Emotional Future Thinking
One of the remarkable features of the human mind is that it allows us to mentally explore possible futures. A growing body of research indicates that this ability - often termed ‘episodic future thinking’ or prospection - is central to many aspects of human cognition and behavior, such as planning, decision making, self-control and sense of identity.
When anticipating personal future events, people sometimes experience intense emotional reactions, which in turn may influence how future simulations are remembered and how they affect decisions, self-control, and ultimately behavior. The emotional aspect of the mental simulation of a future event is thus a key aspect of prospection that impacts significantly on cognition, motivation, and behavior. Moreover, recent research suggests that there are important individual differences in the imagination of emotional future events, which might contribute to various psychopathological states and symptoms.
The precise factors underlying the construction of emotional prospections and their functional significance are far from being fully understood. In addition, the contribution of emotional future simulations to the emergence and/or maintenance of various psychopathological states remains to be investigated in detail. This research project aims at contributing to the elucidation of these issues.

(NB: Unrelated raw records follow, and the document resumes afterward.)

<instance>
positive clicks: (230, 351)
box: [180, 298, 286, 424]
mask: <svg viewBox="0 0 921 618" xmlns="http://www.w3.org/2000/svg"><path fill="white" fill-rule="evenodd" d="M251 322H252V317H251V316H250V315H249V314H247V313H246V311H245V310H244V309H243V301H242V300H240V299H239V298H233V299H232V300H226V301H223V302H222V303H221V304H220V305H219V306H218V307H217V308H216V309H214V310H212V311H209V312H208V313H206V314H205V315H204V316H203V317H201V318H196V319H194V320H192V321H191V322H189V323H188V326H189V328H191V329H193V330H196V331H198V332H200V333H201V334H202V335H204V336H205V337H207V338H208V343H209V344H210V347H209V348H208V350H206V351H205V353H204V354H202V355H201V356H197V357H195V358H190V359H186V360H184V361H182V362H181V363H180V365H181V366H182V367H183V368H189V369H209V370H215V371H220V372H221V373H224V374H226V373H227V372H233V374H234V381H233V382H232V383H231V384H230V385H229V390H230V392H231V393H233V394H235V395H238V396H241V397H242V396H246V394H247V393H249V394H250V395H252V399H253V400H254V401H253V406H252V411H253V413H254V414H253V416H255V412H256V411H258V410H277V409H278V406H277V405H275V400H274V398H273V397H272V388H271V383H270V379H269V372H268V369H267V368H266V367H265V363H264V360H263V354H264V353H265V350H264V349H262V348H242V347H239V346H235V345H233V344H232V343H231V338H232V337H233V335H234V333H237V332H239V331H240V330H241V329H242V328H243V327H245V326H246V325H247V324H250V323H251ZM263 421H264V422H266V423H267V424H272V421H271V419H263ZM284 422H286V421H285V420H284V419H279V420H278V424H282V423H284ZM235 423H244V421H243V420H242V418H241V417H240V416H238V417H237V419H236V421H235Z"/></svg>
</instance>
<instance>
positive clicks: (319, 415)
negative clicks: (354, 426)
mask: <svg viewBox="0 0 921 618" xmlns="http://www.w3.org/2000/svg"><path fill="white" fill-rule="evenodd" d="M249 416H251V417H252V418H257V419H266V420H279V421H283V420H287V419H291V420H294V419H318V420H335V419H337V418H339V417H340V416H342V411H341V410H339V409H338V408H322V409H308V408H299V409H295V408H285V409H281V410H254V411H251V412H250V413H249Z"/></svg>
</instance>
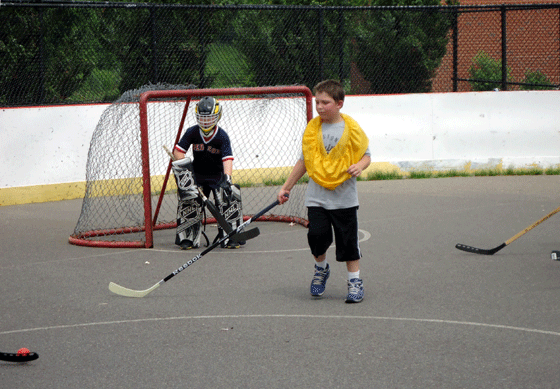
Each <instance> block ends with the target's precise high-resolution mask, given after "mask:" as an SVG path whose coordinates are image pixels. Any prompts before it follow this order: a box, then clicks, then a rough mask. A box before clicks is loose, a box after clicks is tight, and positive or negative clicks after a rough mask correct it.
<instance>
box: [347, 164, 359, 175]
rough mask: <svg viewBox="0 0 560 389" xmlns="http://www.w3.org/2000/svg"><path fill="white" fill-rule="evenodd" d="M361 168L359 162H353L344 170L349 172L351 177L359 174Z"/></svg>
mask: <svg viewBox="0 0 560 389" xmlns="http://www.w3.org/2000/svg"><path fill="white" fill-rule="evenodd" d="M362 171H363V169H362V168H361V167H360V165H359V164H357V163H356V164H354V165H351V166H350V167H349V168H348V170H346V172H347V173H348V174H350V175H351V176H352V177H358V176H359V175H360V174H362Z"/></svg>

This goal will be pursued through three interconnected subprojects:
- Studying the nature, the conditions of occurrence, and the functions of mental representations of future emotional events, as well as their modulation by individual differences in personality traits and psychological symptoms;
- Exploring the structure of emotional prospections within the cognitive system and determining the extent to which organized networks of emotional future thoughts contribute to shape emotional responses to current situations;
- Investigating the cognitive processes through which emotion influences episodic future thoughts.